Friday, April 27, 2007
Will California farmers have enough workers for the summer harvest?
JULIANA BARBASSA - The Associated Press

Cherries are starting to blush red in California's warm southern reaches, but farmers are eyeing the first big summer crop with concern, unsure if they'll have enough hands for the harvest.

In recent years, growers in America's most bountiful farmland have watched tighter border enforcement and competition from the booming construction industry threaten their labor supply.

The building bubble has burst, but will laborers come back to lower-paying, backbreaking jobs in the fields? Growers are doubtful.

"We're hoping they'll show up," said Bruce Fry, whose Bing cherries near Lodi are starting to turn from straw yellow to the first pale shades of red.

His family has worked the land since 1855, and seasonal workers have always returned for the harvest in mid-May after the long growing period when they're not needed. Fry believes he might attract enough workers, but the number of people who come by looking for jobs is dwindling. "We're taking a leap of faith," he said.

California harvests about half the nation's fruits, nuts and vegetables -- a massive undertaking that requires about 225,000 workers year-round -- double that during the peak summer season. More than half are immigrants who cross the Mexican border illegally and travel from field to field picking some 400 different crops that each ripen at different times.

Last year, that seasonal migration was marked by spot worker shortages, and some fruit was left to rot in the fields.

President Bush's plan to secure the border relies on raising the number of U.S. Border Patrol agents from about 12,000 to 18,000 by the end of 2008, which would further limit the number of immigrant workers who can reach the farm jobs waiting for them.

The labor pool has been further diminished by the exploding Central Valley real estate market of recent years. Former farm fields have sprouted subdivisions, and tiny rural hamlets have transformed into sprawling suburbs.

But the demand for new homes cooled following a boom in foreclosures in the state's rural heartland brought on partly by the collapse of mortgage lending to homeowners with weak credit. That fueled speculation that former field hands would gravitate back to the farm.

But Wenceslau Covarubias, who doubled his salary to $15 when he left the fields three years ago to help build homes, isn't going back.

"You can't go backward in life," he said. "In construction, I can learn more, I can keep going up."

He traded his aging Honda for a new Ford Explorer, learned to lay cement for home foundations and do detailed tilework. These are skills he's proud of.

Although the construction slowdown is sinking in -- work has been stop and go for a month in Shaver Lake, a town in the Sierra Nevada foothills where he's been working -- Covarubias said he'll hold out for that kind of work.

"I'm sure some people will go back to (agriculture), but I think that'll be the exception, not the rule," said Phil Martin, a University of California, Davis labor economist.

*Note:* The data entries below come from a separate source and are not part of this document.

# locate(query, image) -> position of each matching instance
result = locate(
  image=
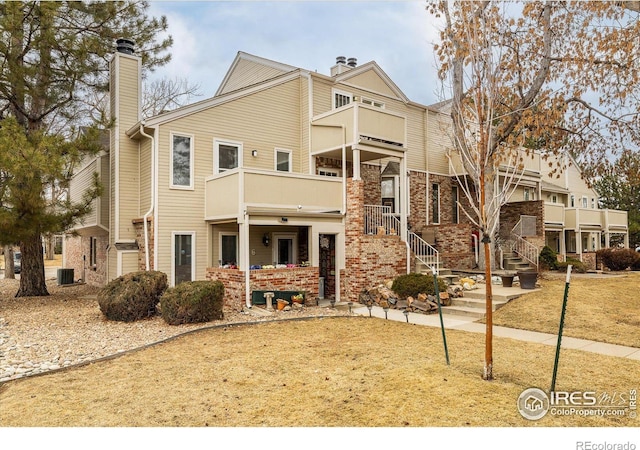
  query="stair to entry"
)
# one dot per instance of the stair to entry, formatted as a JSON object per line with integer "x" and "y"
{"x": 511, "y": 261}
{"x": 473, "y": 303}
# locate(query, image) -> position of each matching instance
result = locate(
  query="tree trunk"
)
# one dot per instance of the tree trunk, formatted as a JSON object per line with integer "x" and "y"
{"x": 32, "y": 280}
{"x": 8, "y": 263}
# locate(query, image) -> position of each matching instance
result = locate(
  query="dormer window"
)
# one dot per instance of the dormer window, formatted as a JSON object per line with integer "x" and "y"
{"x": 370, "y": 102}
{"x": 341, "y": 98}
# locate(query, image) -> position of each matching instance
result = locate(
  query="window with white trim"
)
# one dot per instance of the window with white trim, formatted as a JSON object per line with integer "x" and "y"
{"x": 227, "y": 155}
{"x": 341, "y": 98}
{"x": 435, "y": 203}
{"x": 228, "y": 249}
{"x": 327, "y": 172}
{"x": 183, "y": 250}
{"x": 181, "y": 161}
{"x": 93, "y": 251}
{"x": 283, "y": 160}
{"x": 371, "y": 102}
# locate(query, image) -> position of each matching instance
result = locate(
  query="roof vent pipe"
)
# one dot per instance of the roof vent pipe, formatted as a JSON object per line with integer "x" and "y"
{"x": 125, "y": 46}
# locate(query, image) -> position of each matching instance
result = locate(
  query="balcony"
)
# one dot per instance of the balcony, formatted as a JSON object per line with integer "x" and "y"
{"x": 364, "y": 125}
{"x": 554, "y": 214}
{"x": 229, "y": 193}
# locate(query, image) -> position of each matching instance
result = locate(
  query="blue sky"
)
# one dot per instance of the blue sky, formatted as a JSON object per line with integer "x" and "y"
{"x": 398, "y": 35}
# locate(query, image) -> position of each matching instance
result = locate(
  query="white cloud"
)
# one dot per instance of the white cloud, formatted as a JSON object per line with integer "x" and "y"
{"x": 208, "y": 35}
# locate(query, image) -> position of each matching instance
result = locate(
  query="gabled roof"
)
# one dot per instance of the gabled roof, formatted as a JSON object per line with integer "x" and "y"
{"x": 385, "y": 83}
{"x": 247, "y": 70}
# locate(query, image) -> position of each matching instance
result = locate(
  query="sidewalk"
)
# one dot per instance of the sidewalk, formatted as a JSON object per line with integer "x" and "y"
{"x": 463, "y": 323}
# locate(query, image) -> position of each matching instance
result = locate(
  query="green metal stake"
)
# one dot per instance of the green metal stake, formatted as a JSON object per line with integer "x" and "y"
{"x": 564, "y": 309}
{"x": 444, "y": 337}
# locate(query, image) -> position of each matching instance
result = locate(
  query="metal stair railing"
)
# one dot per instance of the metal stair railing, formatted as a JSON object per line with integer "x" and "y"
{"x": 381, "y": 217}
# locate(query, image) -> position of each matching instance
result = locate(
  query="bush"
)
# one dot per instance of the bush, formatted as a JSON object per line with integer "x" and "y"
{"x": 548, "y": 259}
{"x": 618, "y": 258}
{"x": 133, "y": 296}
{"x": 578, "y": 266}
{"x": 413, "y": 284}
{"x": 193, "y": 302}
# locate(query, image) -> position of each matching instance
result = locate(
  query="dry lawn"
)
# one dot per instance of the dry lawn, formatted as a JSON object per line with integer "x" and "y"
{"x": 599, "y": 309}
{"x": 333, "y": 372}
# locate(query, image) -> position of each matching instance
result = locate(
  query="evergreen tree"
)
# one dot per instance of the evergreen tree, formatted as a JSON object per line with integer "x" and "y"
{"x": 54, "y": 55}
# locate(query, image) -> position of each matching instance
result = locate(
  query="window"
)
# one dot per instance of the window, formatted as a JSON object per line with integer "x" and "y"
{"x": 329, "y": 172}
{"x": 368, "y": 101}
{"x": 93, "y": 251}
{"x": 183, "y": 257}
{"x": 454, "y": 204}
{"x": 226, "y": 156}
{"x": 283, "y": 160}
{"x": 228, "y": 249}
{"x": 285, "y": 248}
{"x": 341, "y": 98}
{"x": 181, "y": 161}
{"x": 435, "y": 203}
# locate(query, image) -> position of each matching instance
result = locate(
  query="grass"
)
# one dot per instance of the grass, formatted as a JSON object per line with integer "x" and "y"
{"x": 600, "y": 309}
{"x": 338, "y": 372}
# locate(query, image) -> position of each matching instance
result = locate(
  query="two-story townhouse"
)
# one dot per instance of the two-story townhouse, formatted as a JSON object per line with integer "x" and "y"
{"x": 285, "y": 179}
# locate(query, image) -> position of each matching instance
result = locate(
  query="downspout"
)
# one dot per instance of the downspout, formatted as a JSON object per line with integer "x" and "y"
{"x": 148, "y": 213}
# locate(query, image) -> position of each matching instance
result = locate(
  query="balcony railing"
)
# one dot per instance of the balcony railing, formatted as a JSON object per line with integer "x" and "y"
{"x": 362, "y": 124}
{"x": 227, "y": 193}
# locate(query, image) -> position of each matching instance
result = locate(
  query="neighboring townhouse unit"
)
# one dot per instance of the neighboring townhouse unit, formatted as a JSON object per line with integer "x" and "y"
{"x": 294, "y": 180}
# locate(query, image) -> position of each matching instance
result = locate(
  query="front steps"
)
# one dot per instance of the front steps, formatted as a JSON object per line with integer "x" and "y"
{"x": 511, "y": 261}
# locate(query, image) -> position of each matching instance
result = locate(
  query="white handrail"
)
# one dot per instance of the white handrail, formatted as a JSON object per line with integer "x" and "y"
{"x": 381, "y": 219}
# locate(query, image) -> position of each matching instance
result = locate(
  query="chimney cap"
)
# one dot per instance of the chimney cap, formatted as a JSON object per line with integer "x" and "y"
{"x": 125, "y": 46}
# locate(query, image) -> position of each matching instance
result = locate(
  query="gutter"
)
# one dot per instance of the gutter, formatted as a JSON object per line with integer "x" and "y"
{"x": 148, "y": 213}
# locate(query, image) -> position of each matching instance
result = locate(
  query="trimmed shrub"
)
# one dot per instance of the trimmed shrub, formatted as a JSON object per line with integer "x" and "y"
{"x": 548, "y": 259}
{"x": 578, "y": 266}
{"x": 193, "y": 302}
{"x": 618, "y": 258}
{"x": 133, "y": 296}
{"x": 413, "y": 284}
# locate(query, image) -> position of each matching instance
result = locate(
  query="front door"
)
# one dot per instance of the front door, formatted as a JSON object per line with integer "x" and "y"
{"x": 328, "y": 264}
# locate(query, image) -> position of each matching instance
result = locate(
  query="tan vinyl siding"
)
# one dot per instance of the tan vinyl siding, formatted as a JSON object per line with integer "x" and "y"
{"x": 248, "y": 73}
{"x": 129, "y": 150}
{"x": 321, "y": 97}
{"x": 416, "y": 154}
{"x": 80, "y": 182}
{"x": 145, "y": 177}
{"x": 438, "y": 142}
{"x": 105, "y": 179}
{"x": 261, "y": 121}
{"x": 371, "y": 81}
{"x": 304, "y": 126}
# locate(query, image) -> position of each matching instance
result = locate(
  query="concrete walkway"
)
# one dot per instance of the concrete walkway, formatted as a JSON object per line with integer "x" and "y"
{"x": 464, "y": 323}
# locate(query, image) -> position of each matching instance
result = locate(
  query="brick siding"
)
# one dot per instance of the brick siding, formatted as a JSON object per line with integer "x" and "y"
{"x": 295, "y": 279}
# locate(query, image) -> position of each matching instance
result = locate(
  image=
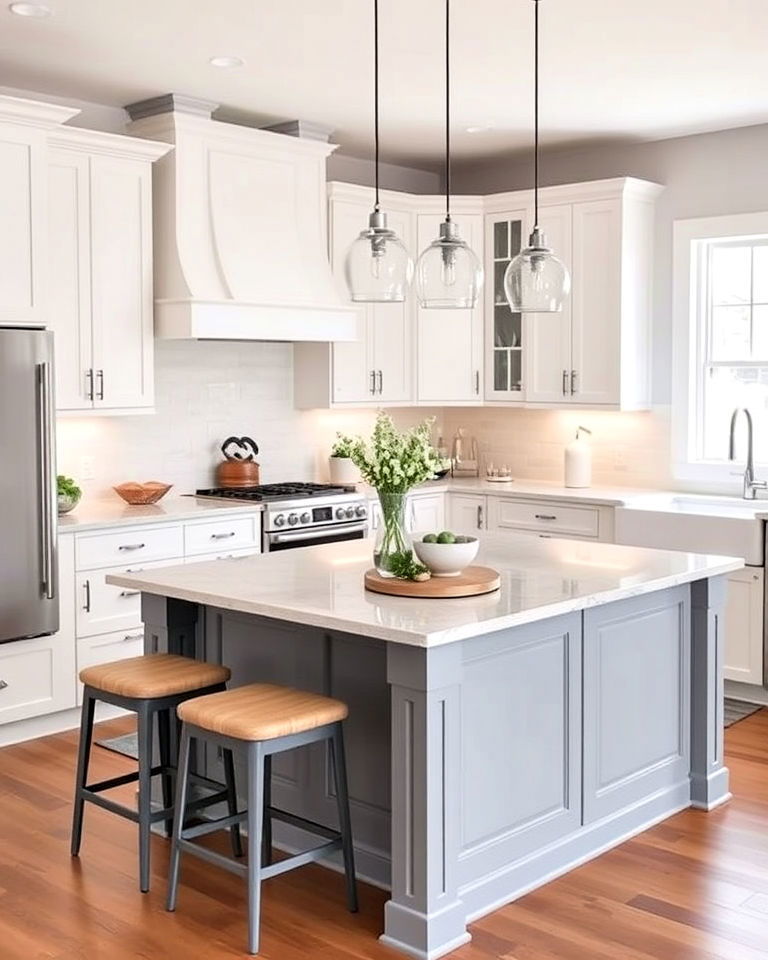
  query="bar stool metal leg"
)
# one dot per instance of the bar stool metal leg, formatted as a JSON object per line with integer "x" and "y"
{"x": 144, "y": 726}
{"x": 164, "y": 744}
{"x": 345, "y": 821}
{"x": 83, "y": 759}
{"x": 182, "y": 776}
{"x": 229, "y": 780}
{"x": 266, "y": 858}
{"x": 255, "y": 824}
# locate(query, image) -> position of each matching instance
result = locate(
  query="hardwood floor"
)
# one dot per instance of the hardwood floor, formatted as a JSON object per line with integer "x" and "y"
{"x": 693, "y": 888}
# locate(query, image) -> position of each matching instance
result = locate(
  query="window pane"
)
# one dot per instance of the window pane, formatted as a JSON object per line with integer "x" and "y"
{"x": 731, "y": 268}
{"x": 730, "y": 334}
{"x": 760, "y": 333}
{"x": 726, "y": 388}
{"x": 760, "y": 279}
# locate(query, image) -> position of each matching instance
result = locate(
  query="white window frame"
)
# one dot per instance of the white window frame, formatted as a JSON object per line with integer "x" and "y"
{"x": 688, "y": 340}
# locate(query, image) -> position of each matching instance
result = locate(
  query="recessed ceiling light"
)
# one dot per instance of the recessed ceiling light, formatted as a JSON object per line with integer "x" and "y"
{"x": 30, "y": 9}
{"x": 226, "y": 62}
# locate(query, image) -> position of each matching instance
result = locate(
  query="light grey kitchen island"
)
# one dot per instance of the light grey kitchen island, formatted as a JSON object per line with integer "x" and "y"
{"x": 493, "y": 742}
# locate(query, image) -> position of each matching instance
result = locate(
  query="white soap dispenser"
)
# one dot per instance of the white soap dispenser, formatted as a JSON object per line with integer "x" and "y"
{"x": 578, "y": 461}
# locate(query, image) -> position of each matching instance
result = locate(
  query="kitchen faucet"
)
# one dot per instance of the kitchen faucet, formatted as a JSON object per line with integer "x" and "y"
{"x": 751, "y": 486}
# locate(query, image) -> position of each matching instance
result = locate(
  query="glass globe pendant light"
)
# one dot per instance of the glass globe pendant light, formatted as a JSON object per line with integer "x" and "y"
{"x": 378, "y": 267}
{"x": 448, "y": 274}
{"x": 535, "y": 281}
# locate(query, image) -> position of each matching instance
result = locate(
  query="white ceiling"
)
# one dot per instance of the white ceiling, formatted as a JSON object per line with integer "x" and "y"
{"x": 612, "y": 69}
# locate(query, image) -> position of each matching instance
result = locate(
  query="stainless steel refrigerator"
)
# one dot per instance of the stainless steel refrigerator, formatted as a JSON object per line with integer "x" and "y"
{"x": 29, "y": 604}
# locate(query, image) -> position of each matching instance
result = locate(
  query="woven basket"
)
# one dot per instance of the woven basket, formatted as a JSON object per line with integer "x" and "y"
{"x": 141, "y": 494}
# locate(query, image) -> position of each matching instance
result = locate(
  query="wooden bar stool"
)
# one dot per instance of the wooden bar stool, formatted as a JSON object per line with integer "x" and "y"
{"x": 264, "y": 720}
{"x": 151, "y": 686}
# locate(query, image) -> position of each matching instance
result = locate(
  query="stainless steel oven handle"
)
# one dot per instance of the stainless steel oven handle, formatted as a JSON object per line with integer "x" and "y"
{"x": 317, "y": 534}
{"x": 48, "y": 496}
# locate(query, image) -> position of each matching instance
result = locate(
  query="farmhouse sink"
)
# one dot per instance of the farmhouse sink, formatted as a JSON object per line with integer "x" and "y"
{"x": 728, "y": 526}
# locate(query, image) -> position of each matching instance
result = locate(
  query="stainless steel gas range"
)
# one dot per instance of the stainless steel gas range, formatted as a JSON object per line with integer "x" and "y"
{"x": 302, "y": 514}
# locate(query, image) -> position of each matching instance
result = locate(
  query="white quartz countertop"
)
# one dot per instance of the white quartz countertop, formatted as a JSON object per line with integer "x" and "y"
{"x": 323, "y": 586}
{"x": 114, "y": 512}
{"x": 532, "y": 489}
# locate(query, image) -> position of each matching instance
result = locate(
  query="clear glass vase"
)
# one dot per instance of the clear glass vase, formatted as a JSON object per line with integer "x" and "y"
{"x": 391, "y": 536}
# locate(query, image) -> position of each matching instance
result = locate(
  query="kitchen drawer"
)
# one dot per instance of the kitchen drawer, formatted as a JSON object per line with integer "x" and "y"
{"x": 129, "y": 545}
{"x": 107, "y": 647}
{"x": 544, "y": 516}
{"x": 102, "y": 607}
{"x": 36, "y": 677}
{"x": 223, "y": 535}
{"x": 228, "y": 555}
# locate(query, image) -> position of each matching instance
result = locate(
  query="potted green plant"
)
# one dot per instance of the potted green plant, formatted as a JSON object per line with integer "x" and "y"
{"x": 68, "y": 493}
{"x": 342, "y": 468}
{"x": 393, "y": 461}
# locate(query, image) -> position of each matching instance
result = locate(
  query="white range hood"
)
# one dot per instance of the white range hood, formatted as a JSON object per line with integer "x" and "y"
{"x": 240, "y": 230}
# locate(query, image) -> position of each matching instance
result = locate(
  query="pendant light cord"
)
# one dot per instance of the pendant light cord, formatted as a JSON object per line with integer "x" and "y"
{"x": 376, "y": 97}
{"x": 536, "y": 115}
{"x": 447, "y": 110}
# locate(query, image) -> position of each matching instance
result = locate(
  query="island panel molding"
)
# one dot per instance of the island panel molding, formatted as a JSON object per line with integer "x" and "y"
{"x": 483, "y": 767}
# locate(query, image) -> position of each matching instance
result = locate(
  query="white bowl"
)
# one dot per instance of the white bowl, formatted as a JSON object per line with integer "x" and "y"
{"x": 446, "y": 559}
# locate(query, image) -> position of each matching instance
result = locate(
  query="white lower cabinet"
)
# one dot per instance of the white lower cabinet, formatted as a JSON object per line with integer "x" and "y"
{"x": 467, "y": 514}
{"x": 38, "y": 676}
{"x": 744, "y": 626}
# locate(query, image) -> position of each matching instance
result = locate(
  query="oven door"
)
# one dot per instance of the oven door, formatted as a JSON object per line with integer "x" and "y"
{"x": 290, "y": 539}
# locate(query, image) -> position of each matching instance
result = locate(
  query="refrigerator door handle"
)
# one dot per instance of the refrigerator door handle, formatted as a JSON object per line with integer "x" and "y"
{"x": 48, "y": 497}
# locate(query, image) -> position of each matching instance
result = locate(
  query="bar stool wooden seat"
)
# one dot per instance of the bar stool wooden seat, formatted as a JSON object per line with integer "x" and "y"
{"x": 263, "y": 719}
{"x": 152, "y": 687}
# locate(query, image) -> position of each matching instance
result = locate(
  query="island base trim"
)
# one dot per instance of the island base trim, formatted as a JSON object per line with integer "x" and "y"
{"x": 426, "y": 936}
{"x": 490, "y": 893}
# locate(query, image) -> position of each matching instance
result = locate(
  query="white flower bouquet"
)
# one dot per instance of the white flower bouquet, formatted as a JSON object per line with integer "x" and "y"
{"x": 393, "y": 461}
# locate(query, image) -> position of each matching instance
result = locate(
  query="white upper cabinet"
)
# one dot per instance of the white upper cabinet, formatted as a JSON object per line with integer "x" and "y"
{"x": 547, "y": 368}
{"x": 24, "y": 125}
{"x": 449, "y": 347}
{"x": 100, "y": 270}
{"x": 596, "y": 351}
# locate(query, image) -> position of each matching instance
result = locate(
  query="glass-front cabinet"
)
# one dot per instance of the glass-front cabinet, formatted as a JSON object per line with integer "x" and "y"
{"x": 504, "y": 335}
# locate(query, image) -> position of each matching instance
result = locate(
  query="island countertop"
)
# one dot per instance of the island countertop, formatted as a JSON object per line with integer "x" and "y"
{"x": 322, "y": 586}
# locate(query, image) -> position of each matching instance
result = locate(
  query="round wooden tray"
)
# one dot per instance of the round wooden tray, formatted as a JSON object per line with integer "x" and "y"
{"x": 471, "y": 583}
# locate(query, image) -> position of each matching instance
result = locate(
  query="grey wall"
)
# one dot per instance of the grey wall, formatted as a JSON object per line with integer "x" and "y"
{"x": 705, "y": 175}
{"x": 392, "y": 176}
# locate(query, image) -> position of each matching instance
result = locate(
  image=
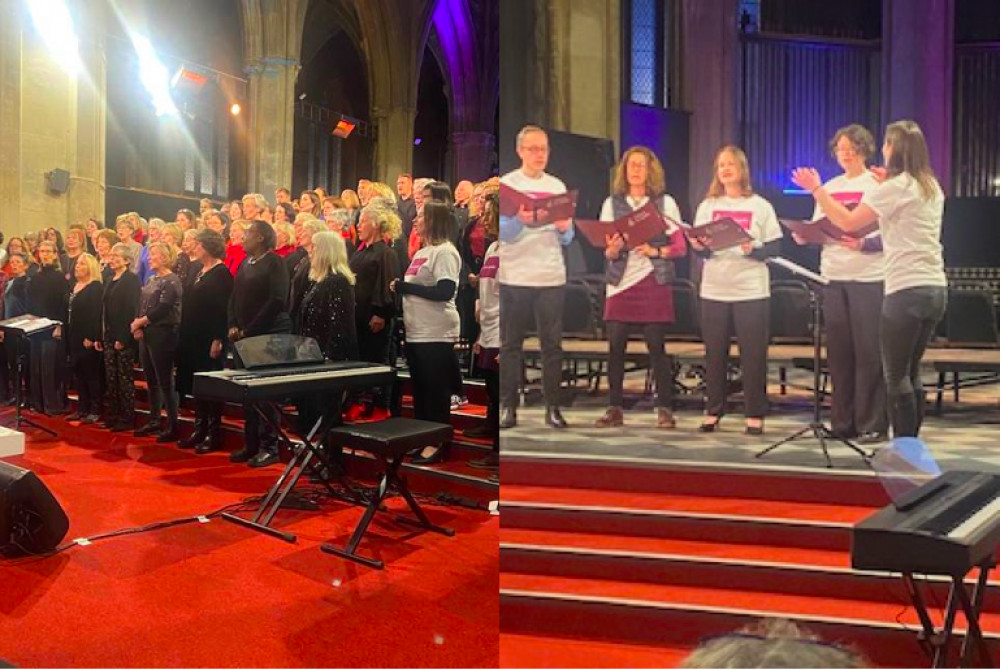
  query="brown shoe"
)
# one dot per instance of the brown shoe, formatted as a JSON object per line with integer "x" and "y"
{"x": 613, "y": 417}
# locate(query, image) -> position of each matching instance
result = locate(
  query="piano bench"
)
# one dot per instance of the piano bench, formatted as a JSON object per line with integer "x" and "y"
{"x": 391, "y": 437}
{"x": 389, "y": 441}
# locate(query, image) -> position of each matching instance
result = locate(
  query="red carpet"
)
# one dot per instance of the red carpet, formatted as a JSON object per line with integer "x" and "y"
{"x": 217, "y": 594}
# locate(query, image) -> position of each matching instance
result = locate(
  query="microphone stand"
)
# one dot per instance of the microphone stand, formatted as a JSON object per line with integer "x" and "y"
{"x": 816, "y": 428}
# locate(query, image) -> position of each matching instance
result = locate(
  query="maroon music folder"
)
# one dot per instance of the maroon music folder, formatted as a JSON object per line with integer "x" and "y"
{"x": 637, "y": 227}
{"x": 720, "y": 234}
{"x": 545, "y": 209}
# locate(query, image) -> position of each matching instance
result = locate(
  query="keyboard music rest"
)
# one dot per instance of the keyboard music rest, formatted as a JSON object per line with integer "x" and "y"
{"x": 947, "y": 533}
{"x": 273, "y": 384}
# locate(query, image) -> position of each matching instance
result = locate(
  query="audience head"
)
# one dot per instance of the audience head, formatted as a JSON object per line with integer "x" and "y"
{"x": 730, "y": 169}
{"x": 772, "y": 644}
{"x": 87, "y": 269}
{"x": 329, "y": 256}
{"x": 640, "y": 169}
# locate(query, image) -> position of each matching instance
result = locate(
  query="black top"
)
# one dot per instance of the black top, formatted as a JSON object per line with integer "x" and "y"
{"x": 121, "y": 303}
{"x": 48, "y": 294}
{"x": 84, "y": 318}
{"x": 160, "y": 300}
{"x": 15, "y": 300}
{"x": 260, "y": 295}
{"x": 328, "y": 317}
{"x": 375, "y": 267}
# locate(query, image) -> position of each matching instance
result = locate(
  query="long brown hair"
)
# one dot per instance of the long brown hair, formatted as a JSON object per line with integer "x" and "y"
{"x": 654, "y": 173}
{"x": 716, "y": 189}
{"x": 910, "y": 155}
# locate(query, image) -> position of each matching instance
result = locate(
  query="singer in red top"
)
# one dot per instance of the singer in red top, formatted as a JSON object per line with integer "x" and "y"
{"x": 638, "y": 292}
{"x": 532, "y": 281}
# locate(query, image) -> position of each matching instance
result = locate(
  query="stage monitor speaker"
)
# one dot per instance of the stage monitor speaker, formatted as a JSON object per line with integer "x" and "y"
{"x": 57, "y": 181}
{"x": 31, "y": 520}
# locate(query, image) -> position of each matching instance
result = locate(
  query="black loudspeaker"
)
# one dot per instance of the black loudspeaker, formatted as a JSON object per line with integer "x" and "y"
{"x": 31, "y": 520}
{"x": 57, "y": 181}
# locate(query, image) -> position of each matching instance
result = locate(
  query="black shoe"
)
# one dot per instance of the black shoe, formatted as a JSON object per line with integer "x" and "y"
{"x": 508, "y": 418}
{"x": 438, "y": 456}
{"x": 479, "y": 432}
{"x": 490, "y": 462}
{"x": 553, "y": 417}
{"x": 263, "y": 459}
{"x": 241, "y": 456}
{"x": 150, "y": 428}
{"x": 872, "y": 437}
{"x": 169, "y": 435}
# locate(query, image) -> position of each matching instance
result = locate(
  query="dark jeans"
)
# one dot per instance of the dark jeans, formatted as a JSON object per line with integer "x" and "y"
{"x": 751, "y": 320}
{"x": 908, "y": 321}
{"x": 851, "y": 311}
{"x": 158, "y": 349}
{"x": 654, "y": 334}
{"x": 431, "y": 365}
{"x": 524, "y": 308}
{"x": 88, "y": 371}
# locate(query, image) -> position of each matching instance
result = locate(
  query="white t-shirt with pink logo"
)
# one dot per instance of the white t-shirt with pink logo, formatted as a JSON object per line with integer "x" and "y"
{"x": 840, "y": 263}
{"x": 426, "y": 320}
{"x": 730, "y": 275}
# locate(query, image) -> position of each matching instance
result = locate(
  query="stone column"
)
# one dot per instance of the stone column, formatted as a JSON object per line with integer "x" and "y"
{"x": 710, "y": 49}
{"x": 394, "y": 145}
{"x": 272, "y": 123}
{"x": 471, "y": 154}
{"x": 918, "y": 53}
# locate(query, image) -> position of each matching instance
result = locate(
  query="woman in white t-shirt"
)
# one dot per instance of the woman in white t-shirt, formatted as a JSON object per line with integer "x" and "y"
{"x": 908, "y": 206}
{"x": 431, "y": 321}
{"x": 852, "y": 301}
{"x": 736, "y": 290}
{"x": 638, "y": 291}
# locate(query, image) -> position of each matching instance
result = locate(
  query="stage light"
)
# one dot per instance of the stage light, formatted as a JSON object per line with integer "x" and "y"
{"x": 55, "y": 27}
{"x": 154, "y": 77}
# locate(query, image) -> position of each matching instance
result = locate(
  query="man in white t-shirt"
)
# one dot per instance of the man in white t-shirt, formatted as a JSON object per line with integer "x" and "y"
{"x": 532, "y": 281}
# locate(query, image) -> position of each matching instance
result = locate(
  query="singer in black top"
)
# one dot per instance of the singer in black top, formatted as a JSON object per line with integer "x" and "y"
{"x": 48, "y": 296}
{"x": 203, "y": 335}
{"x": 258, "y": 307}
{"x": 84, "y": 337}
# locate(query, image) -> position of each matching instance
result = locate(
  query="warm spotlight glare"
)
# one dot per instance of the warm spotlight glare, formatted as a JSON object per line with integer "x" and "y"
{"x": 154, "y": 76}
{"x": 55, "y": 27}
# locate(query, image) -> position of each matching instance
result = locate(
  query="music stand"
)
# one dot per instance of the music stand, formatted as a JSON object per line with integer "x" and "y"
{"x": 22, "y": 328}
{"x": 816, "y": 428}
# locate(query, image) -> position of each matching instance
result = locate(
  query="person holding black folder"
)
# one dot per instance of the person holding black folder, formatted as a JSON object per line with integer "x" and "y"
{"x": 852, "y": 301}
{"x": 638, "y": 292}
{"x": 736, "y": 289}
{"x": 908, "y": 205}
{"x": 532, "y": 281}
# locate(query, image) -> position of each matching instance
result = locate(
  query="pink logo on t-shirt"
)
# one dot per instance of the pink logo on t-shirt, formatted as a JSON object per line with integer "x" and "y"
{"x": 415, "y": 266}
{"x": 745, "y": 219}
{"x": 848, "y": 197}
{"x": 490, "y": 268}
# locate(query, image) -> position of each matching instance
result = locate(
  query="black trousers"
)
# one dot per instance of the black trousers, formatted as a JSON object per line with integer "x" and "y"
{"x": 119, "y": 380}
{"x": 654, "y": 334}
{"x": 88, "y": 369}
{"x": 158, "y": 349}
{"x": 908, "y": 321}
{"x": 524, "y": 308}
{"x": 751, "y": 320}
{"x": 851, "y": 312}
{"x": 432, "y": 365}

Farmers realize they can't match the wages and stability that led immigrants to take 60 percent of the 1 million construction jobs created during the 2004-2006 building boom, according to U.S. Census data analyzed by the Pew Hispanic Center.

"You get used to a certain lifestyle, a certain pay scale, and it's difficult to go back," said Henry Vega, of Ventura County, a labor contractor who grows 65 acres of strawberries and avocados and manages another 1,000 acres. "You're hot and dirty in the fields."

So far this year, there's been no measurable national shortage of farmworkers, said Phil Martin, a University of California, Davis labor economist. But growers working winter crops like strawberries said they're already feeling the pinch.

One of Vega's strawberry plots, normally harvested by 240 workers, is being picked by 160. That shortfall is forcing him to harvest more slowly. This means picking berries that are too ripe to be sold fresh. The fruit can be canned or juiced -- but both are less profitable options.

"I've been in this business for 25 years, and it's getting worse every year," he said. "We're just up against a real tough situation. There's a lot of production and just not enough workers."

Aware of the relentless demand for workers in California's fields, farmers like Vega are keeping one eye on their crops and one on Capitol Hill, where in the next few months President Bush and Congress will discuss immigration proposals that could hinder or help their plight.

A group of 25 California farmers -- fruit and vegetable growers, nursery owners, dairymen -- went to Washington last week to lobby for immigration reform that would allow them to bring temporary workers from Mexico legally.

Many of California's crops, such as Vega's strawberries and Fry's cherries, are labor intensive and have to be hand-harvested. The future of the industry depends on having a reliable source of workers, said Jack King, charged with national affairs for the California Farm Bureau.

"The problem's not going away," he said. "We need to think of some long-term solutions."
This story appeared in The Daily Herald on page D6.